[Date Prev][Date Next][Thread Prev][Thread Next][Date Index][Thread Index]

Re: [HTCondor-users] Hibernate and dynamic slots



Todd,

you totally nailed it. Thank you very much, it works just like you said.

Thanks for the extra information about the -direct parameter, that totally makes sense.

Also, I always have been a bit blurry about why sometimes there was
"$(Something)" and sometimes only "Something". Everything makes sense now, and I
finally understand an old problem I had with a variable that did not refresh as expected.


Thanks again for your time and excellent guidance, this is very much appreciated.


--
Charles


(For reference, following is the consolidated setup from the conversation, that works with dynamic slots + hibernation.)


The hibernation setup:
======================

WOL_SUPPORTED = TRUE
TimeToWait = 3600
HibernateState = "S5"

SecondsMachineIdle = 0

ShouldHibernate =   (SecondsMachineIdle > $(TimeToWait)) \
                    && ($(WOL_SUPPORTED))

HIBERNATE = ifThenElse ( $(ShouldHibernate), $(HibernateState), "NONE" )
HIBERNATE_CHECK_INTERVAL = 60

# Hack to detect activity from the number of active slots.
# It increments SecondsMachineIdle as long as the number of slots is 1.

use feature:StartdCronContinuous(SecondsMachineIdleUpdater,/usr/local/htcondor/update_secondsmachineidle.sh)


The dynamic partitioning setup:
===============================
use feature:PartitionableSlot

# These sets a mimimum value for the slots

MODIFY_REQUEST_EXPR_REQUESTCPUS = quantize(RequestCpus, {1})
MODIFY_REQUEST_EXPR_REQUESTMEMORY = quantize(RequestMemory, {4096})
MODIFY_REQUEST_EXPR_REQUESTDISK = quantize(RequestDisk, {1024})

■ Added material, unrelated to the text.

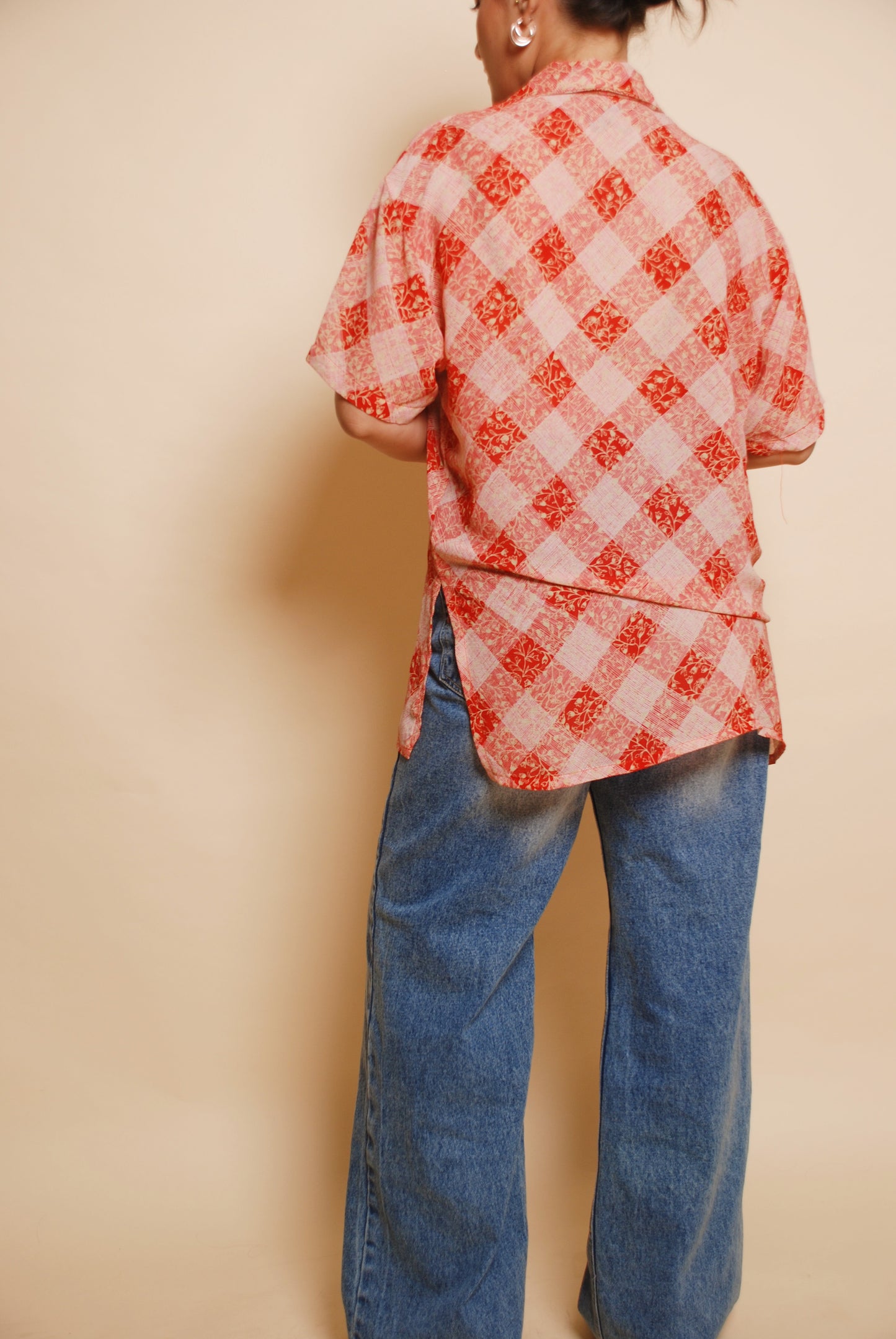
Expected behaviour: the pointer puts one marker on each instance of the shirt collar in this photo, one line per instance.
(610, 77)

The update_secondsmachineidle.sh script:
========================================

#!/bin/bash
#
# This updates the SecondsMachineIdle, which represents the time a machine has
# been seen as having only one slot. The idea is that is a machine has only one
# slot for a long time, it means it is unused and can be powered off.
#
# See https://www-auth.cs.wisc.edu/lists/htcondor-users/2022-December/msg00048.shtml

sleeptime=20
secondsidle=0

read -r addr<`condor_config_val startd_address_file`

while true; do
    sleep $sleeptime
    secondsidle=`condor_status -limit 1 -direct "$addr" -af "TotalSlots==1 ? $sleeptime + $secondsidle : 0"`
    echo -e "SlotID=1\nSecondsMachineIdle=${secondsidle}\n-s1\n"
done


Sample output of StartLog (I lowered the idle time threshold), just for fun:
============================================================================

Classad debug: [0.00095ms] 320 --> 320
Classad debug: [0.06819ms] SecondsMachineIdle --> 320
Classad debug: [0.11706ms] (SecondsMachineIdle > 300) && (true) --> TRUE
allHibernating: resource #1: 'S5' (0x10)
ResMgr: This machine is about to enter hibernation
In ResMgr::disableResources ()
Publishing ClassAd 'kflops' to slot1 [InSlotList matches]
Publishing ClassAd 'mips' to slot1 [InSlotList matches]
Publishing ClassAd 'SecondsMachineIdleUpdater.s1' to slot1 [SlotID matches]
All resources disabled: yes.
All resources disabled: yes.
Hibernator: Entering sleep state 'S5'.

Connection to render0415 closed by remote host.